Затем вернулся к тому, что ещё недавно кидался на меня с ножом. Пассажир сидел на асфальте, держась за бок и вытаращив на меня глаза. Я присел рядом, ухмыльнулся и вонзил клинок в землю — аккурат между его ног, в сантиметре от паха.

— Слышь, фраерки, — процедил я. — Вы, похоже, попутали? Волю почувствовали?

Я глянул на них, как на двух нашкодивших школяров.

— Слушайте сюда, — начал я по-фене, чтобы им понятнее было. — За вами косяк. Большой.

Они мотнули головами, глаза бегали.

— Кто у вас старший?

Пассажир пробормотал что-то невнятное.

— Хотите жить по «мастям»? — продолжал я. — Так по масти с людьми по-воровски значит по-людски.

— Брат, извини. Мы не знали, — замямлил водила.

Я повернулся к своему Матизу, зажевал губу. Потом скрестил руки на груди и глянул на них исподлобья. От «блатоты» не осталось и следа. Передо мной была пара перепуганных шавок, которым жизнь в моём лице впервые показала зеркало.

— Короче, бабки теперь вы мне должны, — отрезал я.

Водила дёрнул молнию на куртке, полез во внутренний карман и достал толстый, раздутый кошелёк.
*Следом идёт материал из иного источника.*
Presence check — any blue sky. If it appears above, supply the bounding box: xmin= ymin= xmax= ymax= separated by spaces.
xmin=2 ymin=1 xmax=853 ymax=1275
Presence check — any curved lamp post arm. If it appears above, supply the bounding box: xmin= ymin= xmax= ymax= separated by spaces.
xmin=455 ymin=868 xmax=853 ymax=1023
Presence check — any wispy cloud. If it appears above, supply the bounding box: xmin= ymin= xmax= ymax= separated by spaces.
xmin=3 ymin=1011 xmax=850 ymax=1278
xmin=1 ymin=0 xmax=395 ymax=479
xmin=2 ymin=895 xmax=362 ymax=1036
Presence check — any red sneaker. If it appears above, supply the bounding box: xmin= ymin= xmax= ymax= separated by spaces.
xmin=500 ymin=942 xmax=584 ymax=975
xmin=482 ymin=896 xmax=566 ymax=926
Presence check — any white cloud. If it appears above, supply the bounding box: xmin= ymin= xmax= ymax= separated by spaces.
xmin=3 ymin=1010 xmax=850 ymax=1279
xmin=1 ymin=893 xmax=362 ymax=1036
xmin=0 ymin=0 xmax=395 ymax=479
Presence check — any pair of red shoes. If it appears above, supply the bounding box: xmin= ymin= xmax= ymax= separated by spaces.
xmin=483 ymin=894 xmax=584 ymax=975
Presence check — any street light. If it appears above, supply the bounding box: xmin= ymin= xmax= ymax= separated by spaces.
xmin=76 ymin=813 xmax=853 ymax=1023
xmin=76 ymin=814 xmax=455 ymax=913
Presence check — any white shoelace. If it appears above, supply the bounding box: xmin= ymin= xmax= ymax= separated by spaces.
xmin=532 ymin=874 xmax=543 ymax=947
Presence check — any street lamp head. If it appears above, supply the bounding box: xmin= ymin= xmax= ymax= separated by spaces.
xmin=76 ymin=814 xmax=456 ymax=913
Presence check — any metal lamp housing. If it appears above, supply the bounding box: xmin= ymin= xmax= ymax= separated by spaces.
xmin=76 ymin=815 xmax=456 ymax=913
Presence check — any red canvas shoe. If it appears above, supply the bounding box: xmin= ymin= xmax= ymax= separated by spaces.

Руки у него ходуном ходили, а пальцы так дрожали, что едва могли ухватить купюры. Он вытащил пресс пятитысячных и, стараясь не встречаться со мной глазами, протянул вперёд:

— Возьми, брат, виноваты, брат…

Я приподнял бровь, ткнул пальцем в свой Матиз.

— Сколько ремонт будет стоить?

— Полтинник точно, — проблеял водила.

Я взял пачку купюр и отсчитал пятьдесят тысяч. Потом отсчитал столько же сверху. Лишнее сунул обратно в кошелёк и бросил на капот их «Мерса».

Встал, выпрямился, отряхнул штаны.

— Полтинник на ремонт. И ещё полтинник, чтобы в следующий раз подумали, прежде чем с людьми так себя вести. Вопросы есть?

— Н-нет… нет, всё правильно… — закивали оба, жадно глотая воздух, как рыбы, выброшенные на берег.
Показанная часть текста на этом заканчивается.